Clois esquissa un sourire en coin.

« Vous avez quelque chose à me dire ? »

« …… »

« Les documents d'aujourd'hui auraient pu être envoyés par des serviteurs sans problème. Mais vous les avez apportés vous-même, donc n'est-ce pas parce que vous vouliez me dire quelque chose en les utilisant comme prétexte ? »

« …… Je ne peux pas tromper les yeux de Votre Majesté. »

Au lieu de nier, le Premier Ministre laissa échapper un court souffle comme s'il était pris en flagrant délit, s'inclina et s'assit face à Clois.

« Alors, qu'est-ce qui vous a fait hésiter toute la journée ? »

Le Premier Ministre était quelqu'un qui distinguait clairement le public et le privé.

Il ne parlait pas non plus à la légère, c'est pourquoi Clois lui faisait profondément confiance.

Pour qu'un tel Premier Ministre hésite et s'inquiète à ce point.

« J'ose parler. »

Il baissa la tête et dit.

« Je m'inquiète que Votre Majesté verse trop d'affection dans l'enfant de l'Académie des Élus. »

Après avoir déversé d'un coup ce qu'il gardait en lui, le Premier Ministre serra les yeux.

« …… »

Clois ne dit rien aux mots du Premier Ministre.

Après un long silence qui donnait l'impression qu'il ne parlerait plus jamais, Clois finit par ouvrir la bouche.

« Comment vont vos enfants ? »

« J'ai une fille et deux fils. »

« Ils doivent être mignons. »

« Mignons ? Ma fille aînée a déjà plus de quarante ans. Mes fils ont bien passé la trentaine aussi. »

Clois laissa échapper un petit rire face au Premier Ministre qui secouait la tête, l'air lassé.

« Pourtant, il a dû y avoir de la joie à les élever. »

« Ce serait mentir que de dire qu'il n'y en a pas eu. Surtout quand mon premier est né, chaque jour était dur mais joyeux. »
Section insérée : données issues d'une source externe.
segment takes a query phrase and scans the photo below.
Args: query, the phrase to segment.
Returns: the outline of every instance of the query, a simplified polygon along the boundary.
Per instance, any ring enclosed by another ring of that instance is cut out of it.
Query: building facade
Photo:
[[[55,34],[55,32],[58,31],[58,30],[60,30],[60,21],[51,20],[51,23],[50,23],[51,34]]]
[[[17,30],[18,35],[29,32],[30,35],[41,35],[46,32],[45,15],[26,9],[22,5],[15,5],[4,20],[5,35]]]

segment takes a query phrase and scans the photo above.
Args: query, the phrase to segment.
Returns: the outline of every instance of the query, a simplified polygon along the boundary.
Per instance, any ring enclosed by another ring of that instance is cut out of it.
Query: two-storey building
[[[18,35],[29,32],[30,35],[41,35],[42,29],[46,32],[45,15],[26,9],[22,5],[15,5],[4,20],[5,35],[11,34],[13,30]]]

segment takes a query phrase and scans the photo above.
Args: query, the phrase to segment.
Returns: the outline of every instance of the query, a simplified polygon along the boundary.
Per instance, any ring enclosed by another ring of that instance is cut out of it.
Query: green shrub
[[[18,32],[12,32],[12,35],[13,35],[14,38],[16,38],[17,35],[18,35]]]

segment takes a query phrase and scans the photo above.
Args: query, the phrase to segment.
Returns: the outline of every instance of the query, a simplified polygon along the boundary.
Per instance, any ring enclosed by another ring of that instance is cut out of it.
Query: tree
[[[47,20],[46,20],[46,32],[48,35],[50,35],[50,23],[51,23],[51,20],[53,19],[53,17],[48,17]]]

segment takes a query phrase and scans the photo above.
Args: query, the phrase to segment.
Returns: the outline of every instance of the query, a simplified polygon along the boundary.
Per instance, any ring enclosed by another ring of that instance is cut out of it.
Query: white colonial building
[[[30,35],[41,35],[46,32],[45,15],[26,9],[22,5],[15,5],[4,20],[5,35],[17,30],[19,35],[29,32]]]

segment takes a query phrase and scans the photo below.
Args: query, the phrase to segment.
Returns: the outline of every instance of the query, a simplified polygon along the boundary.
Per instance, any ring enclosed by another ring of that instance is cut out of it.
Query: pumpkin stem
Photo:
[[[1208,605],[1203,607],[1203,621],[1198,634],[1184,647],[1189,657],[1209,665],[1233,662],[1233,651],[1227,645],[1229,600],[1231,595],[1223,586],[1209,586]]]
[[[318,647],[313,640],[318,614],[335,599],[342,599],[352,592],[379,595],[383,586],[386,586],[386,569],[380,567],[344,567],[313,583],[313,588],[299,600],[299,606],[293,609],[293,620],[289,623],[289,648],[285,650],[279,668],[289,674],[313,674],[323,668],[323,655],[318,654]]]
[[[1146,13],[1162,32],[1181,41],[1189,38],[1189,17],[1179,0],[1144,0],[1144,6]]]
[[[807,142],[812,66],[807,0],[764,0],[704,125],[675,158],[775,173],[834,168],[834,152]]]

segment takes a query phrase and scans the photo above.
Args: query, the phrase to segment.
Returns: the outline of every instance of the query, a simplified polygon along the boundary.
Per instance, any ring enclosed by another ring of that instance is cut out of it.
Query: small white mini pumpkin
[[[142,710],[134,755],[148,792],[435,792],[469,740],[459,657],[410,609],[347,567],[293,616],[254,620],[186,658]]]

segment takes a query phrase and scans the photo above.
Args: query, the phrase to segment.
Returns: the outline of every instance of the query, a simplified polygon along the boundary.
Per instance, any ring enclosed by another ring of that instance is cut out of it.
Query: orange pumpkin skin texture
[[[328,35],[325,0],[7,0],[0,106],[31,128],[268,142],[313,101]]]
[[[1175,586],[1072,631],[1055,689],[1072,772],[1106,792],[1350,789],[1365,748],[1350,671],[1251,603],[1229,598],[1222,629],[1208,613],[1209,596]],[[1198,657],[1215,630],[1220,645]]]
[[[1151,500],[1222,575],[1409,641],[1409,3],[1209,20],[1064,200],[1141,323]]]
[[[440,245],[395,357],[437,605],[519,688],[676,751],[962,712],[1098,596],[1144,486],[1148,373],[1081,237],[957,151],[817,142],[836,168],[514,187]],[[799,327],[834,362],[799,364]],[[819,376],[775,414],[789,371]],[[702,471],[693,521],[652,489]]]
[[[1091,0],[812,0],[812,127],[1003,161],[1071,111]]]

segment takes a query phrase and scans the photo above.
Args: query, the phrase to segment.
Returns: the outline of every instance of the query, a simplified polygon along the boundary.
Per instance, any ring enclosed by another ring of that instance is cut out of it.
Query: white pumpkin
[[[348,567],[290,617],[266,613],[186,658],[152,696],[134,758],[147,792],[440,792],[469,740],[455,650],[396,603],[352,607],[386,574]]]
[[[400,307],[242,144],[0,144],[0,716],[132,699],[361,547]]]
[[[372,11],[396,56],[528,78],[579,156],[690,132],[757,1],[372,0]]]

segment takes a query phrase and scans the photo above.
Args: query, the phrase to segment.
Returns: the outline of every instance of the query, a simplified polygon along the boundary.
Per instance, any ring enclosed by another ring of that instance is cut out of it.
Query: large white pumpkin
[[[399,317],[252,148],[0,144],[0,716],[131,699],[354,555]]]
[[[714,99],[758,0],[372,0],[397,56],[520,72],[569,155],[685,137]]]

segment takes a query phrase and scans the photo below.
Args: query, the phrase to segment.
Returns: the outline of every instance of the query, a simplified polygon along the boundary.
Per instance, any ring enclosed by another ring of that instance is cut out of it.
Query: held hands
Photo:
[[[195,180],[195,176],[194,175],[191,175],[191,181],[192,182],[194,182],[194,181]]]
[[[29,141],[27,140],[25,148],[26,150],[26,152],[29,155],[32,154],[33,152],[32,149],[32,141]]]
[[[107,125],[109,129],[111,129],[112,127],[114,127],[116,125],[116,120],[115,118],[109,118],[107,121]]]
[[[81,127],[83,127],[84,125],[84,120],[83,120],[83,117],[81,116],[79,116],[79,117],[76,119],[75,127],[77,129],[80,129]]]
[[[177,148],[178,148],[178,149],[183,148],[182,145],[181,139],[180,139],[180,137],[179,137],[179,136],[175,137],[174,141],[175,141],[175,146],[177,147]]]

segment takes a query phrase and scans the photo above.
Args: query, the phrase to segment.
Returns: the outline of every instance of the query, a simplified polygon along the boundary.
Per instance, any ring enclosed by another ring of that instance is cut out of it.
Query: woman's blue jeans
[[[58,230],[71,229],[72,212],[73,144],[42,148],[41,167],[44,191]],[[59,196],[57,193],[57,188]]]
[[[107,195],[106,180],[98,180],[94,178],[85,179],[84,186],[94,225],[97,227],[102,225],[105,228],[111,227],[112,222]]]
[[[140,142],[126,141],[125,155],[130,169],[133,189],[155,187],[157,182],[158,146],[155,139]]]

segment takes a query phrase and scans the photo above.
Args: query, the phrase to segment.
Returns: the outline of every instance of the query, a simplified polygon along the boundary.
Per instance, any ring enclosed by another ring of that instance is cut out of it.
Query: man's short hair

Le visage du Premier Ministre devint nostalgique, comme s'il se remémorait cette époque.

Le coin de ses lèvres dessina le sourire d'alors.

Clois observa son expression un long moment avant de parler.

« Quand j'ai dit de rouvrir l'Académie des Élus, vous vous y êtes opposé jusqu'au bout. Vous avez même essayé de retarder ce jour le plus possible. »

« Votre Majesté, c'était…… »

« Je sais. Vous vous inquiétiez pour moi. Vous deviez craindre que moi, qui n'avais toujours pas fait le tri dans mes sentiments, ne m'effondre en voyant des enfants de l'âge qu'aurait Evie si elle était vivante. »

« Oui. »

« Pourtant, je pensais pouvoir le surmonter maintenant. Je croyais que même moi, aussi sot que je sois, ne chercherais pas l'image de ma fille dans un autre enfant. »

« …… »

« Votre inquiétude était juste. »

« Votre Majesté. »

Clois admit calmement son erreur.

« L'Académie des Élus — non, l'enfant dont je suis le tuteur — a une influence trop grande sur moi. »

« …… »

Il le savait naturellement. L'atmosphère de l'empereur n'avait-elle pas changé depuis la réouverture de l'Académie des Élus ?

Au début, il était encore plus tranchant que d'habitude, et les ministres n'osaient même pas mentionner l'Académie des Élus en sa présence.

Mais au fil du temps, l'atmosphère de Clois changea progressivement.

La tranchant qui semblait prêt à frapper quiconque disparut, devenant de plus en plus douce.

La lumière revint dans ses yeux sans vie, les emplissant de vitalité.

Au début, il ne connaissait pas la raison. Mais au moment où Séraphina alla et vint fréquemment, parlant du tuteur, il comprit.

Il y avait un enfant qui avait ranimé l'esprit mourant de l'empereur.